Change on the Campaign Trail

As I write, Mitt Romney is being declared the winner of the Michigan Primary. Just yesterday, I was in the room when the former Massachusetts Governor delivered the most important speech of his campaign so far.

Romney addressed the Detroit Economic Club, our client. We manage media relations for the Club’s meetings. Yesterday, the room was packed with 600 attendees who wanted to hear from the candidate first-hand. They were joined by dozens of media, covering the speech in 2008 style.

It was my job yesterday to work with the “traveling press” – the journalists from national outlets who accompany Romney for each campaign stop and travel via charter bus. Yesterday alone, they were with him in a high school in Grand Blanc, the Economic Club, the North American International Auto Show and a dinner in West Bloomfield.

What struck me most was the role that technology is playing in campaign news coverage. It’s a far cry from the days when I covered the Bill Clinton and Jerry Brown campaigns as they made their ways through Upstate New York in 1992.
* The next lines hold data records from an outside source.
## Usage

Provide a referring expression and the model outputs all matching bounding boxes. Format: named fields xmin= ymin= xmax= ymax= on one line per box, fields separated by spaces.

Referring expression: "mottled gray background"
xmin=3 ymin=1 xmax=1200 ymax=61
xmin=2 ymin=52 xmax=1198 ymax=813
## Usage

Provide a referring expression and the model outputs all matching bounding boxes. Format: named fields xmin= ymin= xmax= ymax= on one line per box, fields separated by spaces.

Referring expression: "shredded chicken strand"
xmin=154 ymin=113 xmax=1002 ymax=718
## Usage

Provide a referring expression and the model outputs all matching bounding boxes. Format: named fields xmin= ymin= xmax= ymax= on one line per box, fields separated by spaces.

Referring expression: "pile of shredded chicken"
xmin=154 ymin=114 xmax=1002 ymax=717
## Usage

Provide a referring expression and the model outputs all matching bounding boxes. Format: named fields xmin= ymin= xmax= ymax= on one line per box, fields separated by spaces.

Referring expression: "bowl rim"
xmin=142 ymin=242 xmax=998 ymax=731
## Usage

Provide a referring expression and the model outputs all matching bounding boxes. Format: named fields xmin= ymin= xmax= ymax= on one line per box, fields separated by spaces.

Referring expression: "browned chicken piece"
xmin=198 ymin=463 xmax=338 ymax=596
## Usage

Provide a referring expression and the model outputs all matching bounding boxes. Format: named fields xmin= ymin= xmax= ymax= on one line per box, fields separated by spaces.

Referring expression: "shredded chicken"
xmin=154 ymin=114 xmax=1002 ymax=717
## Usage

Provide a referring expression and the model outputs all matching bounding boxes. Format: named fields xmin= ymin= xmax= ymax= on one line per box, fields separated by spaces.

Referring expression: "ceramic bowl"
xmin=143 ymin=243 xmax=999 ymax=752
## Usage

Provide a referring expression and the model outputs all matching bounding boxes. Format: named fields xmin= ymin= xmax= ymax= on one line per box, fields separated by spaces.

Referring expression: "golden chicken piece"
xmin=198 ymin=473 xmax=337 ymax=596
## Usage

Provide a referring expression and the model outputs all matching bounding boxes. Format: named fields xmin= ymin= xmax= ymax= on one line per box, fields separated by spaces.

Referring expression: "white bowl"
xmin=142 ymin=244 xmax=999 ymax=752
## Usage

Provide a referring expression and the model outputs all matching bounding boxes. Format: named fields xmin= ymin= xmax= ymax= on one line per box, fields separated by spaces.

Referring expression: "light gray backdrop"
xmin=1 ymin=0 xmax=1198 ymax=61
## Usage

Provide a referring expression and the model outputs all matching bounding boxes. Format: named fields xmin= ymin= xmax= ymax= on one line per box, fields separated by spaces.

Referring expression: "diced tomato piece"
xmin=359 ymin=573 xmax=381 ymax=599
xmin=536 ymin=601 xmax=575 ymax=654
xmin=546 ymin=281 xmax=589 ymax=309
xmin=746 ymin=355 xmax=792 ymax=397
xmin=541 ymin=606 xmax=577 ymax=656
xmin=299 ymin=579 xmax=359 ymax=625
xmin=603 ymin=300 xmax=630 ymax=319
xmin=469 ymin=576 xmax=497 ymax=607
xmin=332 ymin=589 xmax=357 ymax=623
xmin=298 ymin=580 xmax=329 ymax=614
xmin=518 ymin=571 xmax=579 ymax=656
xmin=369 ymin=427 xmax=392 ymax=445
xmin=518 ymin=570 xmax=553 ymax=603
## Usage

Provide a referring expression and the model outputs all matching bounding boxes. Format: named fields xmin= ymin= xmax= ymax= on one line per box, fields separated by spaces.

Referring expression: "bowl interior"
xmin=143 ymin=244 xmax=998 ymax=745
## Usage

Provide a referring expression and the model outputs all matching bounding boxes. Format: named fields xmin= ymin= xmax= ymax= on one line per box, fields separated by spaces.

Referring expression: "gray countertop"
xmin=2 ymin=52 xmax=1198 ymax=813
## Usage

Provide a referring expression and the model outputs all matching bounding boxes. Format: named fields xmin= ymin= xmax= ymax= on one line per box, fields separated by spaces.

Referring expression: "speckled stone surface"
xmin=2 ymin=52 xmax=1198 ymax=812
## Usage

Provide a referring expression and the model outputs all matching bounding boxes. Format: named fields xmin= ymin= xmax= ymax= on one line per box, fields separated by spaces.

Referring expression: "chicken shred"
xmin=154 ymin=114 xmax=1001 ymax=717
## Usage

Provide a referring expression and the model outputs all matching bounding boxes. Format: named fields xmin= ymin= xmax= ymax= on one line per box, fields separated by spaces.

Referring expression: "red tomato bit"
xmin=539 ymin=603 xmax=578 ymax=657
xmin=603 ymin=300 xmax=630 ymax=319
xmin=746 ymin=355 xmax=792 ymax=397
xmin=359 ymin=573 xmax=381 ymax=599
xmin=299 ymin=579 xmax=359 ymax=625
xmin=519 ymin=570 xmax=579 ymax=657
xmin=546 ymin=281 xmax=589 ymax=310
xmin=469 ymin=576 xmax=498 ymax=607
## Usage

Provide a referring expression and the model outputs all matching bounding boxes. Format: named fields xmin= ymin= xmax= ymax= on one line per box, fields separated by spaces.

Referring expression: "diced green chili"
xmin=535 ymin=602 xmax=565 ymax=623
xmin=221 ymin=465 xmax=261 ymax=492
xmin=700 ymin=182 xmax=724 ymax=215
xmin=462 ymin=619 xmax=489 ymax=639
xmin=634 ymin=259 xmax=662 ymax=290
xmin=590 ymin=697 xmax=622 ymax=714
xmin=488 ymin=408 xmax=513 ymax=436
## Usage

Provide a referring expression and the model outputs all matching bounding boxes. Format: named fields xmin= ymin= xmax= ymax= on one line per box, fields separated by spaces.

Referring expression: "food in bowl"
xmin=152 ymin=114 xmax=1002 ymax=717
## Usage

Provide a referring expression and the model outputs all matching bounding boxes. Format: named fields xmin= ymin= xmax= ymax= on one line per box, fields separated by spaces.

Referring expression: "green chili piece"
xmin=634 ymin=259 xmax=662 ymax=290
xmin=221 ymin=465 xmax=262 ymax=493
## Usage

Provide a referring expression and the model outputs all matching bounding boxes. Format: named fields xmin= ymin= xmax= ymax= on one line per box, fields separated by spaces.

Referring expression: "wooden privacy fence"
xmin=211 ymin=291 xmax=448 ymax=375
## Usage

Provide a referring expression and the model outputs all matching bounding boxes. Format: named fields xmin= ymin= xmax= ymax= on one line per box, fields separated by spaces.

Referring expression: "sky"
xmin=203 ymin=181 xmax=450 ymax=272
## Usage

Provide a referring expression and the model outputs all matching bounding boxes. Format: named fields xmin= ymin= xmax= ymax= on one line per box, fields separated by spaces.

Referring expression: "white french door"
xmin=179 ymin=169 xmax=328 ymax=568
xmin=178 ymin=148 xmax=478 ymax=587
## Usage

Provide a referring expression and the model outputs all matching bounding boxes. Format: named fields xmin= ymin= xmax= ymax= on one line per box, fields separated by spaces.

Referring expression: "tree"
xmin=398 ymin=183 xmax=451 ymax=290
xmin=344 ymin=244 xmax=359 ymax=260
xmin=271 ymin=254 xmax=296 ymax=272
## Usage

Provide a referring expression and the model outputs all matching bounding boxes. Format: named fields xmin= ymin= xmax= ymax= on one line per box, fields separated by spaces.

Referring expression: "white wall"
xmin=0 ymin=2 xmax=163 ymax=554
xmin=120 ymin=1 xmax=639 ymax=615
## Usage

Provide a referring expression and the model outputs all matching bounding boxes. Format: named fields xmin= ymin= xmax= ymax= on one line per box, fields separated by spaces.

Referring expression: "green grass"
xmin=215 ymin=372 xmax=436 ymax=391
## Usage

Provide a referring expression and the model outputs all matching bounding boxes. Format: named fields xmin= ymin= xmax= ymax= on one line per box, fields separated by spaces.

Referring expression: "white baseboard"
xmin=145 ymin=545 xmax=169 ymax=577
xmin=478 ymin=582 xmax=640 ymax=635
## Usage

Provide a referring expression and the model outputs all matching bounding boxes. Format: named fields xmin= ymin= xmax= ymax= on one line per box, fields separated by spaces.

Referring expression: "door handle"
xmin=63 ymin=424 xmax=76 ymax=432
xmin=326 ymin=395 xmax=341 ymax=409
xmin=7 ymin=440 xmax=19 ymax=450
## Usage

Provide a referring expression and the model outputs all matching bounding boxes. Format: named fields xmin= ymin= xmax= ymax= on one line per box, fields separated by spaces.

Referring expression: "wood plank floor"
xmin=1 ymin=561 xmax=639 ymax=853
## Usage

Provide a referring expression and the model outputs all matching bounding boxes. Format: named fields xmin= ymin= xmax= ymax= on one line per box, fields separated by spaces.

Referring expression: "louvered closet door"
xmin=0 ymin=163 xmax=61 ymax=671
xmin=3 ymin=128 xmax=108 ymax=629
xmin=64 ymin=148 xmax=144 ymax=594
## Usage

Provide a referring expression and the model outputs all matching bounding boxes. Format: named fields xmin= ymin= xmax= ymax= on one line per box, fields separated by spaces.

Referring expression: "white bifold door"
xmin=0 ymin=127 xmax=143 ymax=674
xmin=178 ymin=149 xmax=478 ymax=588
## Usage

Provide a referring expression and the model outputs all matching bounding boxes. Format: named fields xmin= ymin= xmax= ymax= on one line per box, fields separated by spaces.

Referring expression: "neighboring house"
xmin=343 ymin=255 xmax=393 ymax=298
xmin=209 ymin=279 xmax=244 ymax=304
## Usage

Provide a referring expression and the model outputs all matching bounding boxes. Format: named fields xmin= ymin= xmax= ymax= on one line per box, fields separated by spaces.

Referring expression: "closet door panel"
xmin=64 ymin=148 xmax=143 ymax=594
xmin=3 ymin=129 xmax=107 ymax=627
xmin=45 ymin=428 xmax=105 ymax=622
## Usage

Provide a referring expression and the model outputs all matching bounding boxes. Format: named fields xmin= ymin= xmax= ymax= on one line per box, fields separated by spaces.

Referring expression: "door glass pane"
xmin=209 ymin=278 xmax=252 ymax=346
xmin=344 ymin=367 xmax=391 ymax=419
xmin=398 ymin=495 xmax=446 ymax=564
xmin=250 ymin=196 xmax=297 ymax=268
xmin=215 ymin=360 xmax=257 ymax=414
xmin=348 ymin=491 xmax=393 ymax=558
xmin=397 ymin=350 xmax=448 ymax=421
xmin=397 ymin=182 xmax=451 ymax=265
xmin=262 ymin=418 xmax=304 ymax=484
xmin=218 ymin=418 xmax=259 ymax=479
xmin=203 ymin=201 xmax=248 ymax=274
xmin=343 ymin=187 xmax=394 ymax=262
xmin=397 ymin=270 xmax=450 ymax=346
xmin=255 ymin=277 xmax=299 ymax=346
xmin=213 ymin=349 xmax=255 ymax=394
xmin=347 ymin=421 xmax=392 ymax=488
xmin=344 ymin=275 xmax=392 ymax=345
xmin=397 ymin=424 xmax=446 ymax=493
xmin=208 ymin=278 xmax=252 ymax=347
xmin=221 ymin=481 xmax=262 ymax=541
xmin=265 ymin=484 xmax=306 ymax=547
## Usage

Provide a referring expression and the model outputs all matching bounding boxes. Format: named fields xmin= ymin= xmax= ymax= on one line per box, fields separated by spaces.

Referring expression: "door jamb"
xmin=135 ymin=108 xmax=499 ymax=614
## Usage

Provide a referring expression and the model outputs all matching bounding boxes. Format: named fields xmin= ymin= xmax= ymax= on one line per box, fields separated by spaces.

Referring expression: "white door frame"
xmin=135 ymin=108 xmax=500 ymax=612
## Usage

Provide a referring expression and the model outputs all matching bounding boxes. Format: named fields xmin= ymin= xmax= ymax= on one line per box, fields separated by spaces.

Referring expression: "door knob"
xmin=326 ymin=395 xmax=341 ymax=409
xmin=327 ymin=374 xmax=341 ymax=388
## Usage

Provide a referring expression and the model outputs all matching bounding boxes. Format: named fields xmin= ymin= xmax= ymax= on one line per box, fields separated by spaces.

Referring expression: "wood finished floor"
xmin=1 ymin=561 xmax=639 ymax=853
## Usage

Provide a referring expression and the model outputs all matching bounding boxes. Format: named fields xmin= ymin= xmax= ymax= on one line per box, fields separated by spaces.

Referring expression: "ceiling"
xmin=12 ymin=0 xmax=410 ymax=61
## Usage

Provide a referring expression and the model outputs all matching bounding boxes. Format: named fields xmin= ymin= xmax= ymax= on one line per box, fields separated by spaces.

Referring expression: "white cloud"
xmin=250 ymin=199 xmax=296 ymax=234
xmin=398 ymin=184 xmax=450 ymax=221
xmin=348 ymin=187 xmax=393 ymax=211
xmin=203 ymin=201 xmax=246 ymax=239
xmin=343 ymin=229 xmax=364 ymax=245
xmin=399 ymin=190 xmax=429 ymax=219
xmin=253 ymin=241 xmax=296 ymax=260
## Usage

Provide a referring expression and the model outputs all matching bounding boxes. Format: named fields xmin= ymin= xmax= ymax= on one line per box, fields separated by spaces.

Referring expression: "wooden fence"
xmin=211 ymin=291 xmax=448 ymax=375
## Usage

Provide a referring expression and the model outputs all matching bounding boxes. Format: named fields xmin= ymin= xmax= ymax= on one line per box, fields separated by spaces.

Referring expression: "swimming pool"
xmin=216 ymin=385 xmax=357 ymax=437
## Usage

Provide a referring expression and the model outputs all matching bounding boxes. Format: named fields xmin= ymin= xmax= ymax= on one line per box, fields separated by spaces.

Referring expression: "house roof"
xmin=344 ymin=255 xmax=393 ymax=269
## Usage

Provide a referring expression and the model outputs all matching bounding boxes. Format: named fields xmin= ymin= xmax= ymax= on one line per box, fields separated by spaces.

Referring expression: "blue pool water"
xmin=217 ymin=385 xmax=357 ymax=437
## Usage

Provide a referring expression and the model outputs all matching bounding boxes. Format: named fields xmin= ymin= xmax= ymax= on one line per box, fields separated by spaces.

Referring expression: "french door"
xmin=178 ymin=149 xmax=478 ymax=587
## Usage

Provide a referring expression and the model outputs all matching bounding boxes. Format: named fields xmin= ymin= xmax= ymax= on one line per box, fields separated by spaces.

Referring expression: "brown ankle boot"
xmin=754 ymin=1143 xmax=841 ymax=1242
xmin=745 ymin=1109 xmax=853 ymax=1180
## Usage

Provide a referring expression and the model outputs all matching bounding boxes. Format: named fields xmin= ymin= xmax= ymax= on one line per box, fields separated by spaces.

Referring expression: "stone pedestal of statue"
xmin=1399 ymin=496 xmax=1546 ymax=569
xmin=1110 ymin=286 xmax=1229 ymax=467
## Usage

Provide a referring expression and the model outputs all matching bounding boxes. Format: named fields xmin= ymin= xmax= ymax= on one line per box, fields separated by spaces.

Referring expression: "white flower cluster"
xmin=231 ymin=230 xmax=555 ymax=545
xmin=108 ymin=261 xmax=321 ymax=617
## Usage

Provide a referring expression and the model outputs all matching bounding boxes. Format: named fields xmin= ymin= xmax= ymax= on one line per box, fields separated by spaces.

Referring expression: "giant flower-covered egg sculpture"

The first place the traveling press corps headed when they entered the ballroom was to their laptops. Both print and radio reporters filed stories immediately after the speech, online, directly from the ballroom. If you were at your computer yesterday afternoon, you could have read about the speech (including reaction from audience members) soon after it ended – no “press room” necessary. Most of the journalists didn’t even need phone lines or Internet connections – they did it all with cell phones and wireless broadband via cell networks.

The real winner? The voters. Any voter who says they don’t know enough about the candidates by Election Day needs to get online… often. Political journalists are filing detailed stories online throughout the day, every day, until November.